The Charlottesville PD is withholding the identity of the accuser until Harris is in custody. Harris’ attorney C. Lee Merritt told the Washington Post that the accuser was a member of a white supremacist group, and that the charge was “clearly retaliatory.” He also said it was “highly unusual” that the warrant was issued by the magistrate rather than the local police department.
Merritt said his client would turn himself in within the coming days. The magistrate’s office referred a call from VICE News to the Charlottesville Police Department, which did not respond to a request for information about the charge.

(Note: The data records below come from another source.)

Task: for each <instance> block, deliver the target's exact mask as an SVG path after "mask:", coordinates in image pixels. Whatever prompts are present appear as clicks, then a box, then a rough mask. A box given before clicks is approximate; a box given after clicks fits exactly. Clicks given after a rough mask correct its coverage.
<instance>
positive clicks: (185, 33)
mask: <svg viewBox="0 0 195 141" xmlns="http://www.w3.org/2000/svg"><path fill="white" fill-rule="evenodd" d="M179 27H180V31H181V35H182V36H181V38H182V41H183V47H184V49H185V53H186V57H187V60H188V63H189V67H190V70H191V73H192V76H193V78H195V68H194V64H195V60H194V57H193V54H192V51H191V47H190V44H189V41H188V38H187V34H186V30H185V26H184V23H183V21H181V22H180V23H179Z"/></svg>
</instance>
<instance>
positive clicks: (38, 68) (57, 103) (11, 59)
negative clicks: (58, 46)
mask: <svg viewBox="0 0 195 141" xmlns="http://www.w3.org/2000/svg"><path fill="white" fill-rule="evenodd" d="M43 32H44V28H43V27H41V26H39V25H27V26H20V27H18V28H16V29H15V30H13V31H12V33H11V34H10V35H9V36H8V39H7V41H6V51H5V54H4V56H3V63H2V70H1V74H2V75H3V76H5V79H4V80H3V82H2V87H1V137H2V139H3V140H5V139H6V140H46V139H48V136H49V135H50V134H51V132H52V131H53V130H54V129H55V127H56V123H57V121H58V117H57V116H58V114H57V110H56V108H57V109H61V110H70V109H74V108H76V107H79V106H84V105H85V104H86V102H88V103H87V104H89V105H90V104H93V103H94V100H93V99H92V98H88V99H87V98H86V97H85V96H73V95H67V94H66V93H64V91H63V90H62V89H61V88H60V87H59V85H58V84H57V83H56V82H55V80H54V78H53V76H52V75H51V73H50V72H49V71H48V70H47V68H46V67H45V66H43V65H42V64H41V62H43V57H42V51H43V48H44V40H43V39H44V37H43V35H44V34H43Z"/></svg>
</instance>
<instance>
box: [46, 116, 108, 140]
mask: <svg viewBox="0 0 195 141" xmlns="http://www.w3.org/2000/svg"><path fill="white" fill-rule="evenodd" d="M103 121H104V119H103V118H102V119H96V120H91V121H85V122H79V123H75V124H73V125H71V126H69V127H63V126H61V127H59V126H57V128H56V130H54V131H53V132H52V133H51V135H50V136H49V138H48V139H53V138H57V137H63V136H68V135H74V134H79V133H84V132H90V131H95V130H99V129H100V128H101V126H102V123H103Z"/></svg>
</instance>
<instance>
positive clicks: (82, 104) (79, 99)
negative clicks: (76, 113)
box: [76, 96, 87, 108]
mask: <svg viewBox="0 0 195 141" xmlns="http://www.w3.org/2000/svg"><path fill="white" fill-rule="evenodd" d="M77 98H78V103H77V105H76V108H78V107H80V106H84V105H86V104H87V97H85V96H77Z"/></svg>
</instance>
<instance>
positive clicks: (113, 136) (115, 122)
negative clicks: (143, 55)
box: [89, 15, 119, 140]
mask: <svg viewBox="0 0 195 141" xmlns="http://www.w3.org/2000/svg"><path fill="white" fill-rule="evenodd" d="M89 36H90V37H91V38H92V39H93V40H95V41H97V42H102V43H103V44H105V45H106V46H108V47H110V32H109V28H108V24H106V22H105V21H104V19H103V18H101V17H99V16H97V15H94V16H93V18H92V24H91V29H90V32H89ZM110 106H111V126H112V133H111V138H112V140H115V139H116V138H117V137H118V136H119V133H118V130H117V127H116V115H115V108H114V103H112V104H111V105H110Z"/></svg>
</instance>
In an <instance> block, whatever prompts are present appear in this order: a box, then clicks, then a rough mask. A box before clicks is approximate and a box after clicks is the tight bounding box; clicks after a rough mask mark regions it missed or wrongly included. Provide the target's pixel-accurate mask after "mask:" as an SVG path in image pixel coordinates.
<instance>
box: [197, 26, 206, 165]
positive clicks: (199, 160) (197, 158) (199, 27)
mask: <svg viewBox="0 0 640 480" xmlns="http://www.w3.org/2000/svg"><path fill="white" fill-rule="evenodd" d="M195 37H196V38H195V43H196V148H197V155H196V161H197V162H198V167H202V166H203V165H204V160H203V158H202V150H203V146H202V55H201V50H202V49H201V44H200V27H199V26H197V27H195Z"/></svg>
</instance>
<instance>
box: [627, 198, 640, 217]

The video that showed a bloodied Harris lying on a parking-garage floor as men in shirts and khakis beat him with sticks went viral.
The media attention Harris received after the fact also put him in the firing line of online hatred from white supremacist sympathizers. His mother, Felicia Harris, told NY Daily News that her son was bombarded with racist messages in the aftermath.
Meanwhile, Alex Michael Ramos and Daniel Borden have both been charged with malicious wounding for attacking Harris. Ramos denies being a white supremacist. His attorney has suggested that Harris dealt the first blow, and right-wing media personalities have advanced the theory that Harris started or provoked the attack.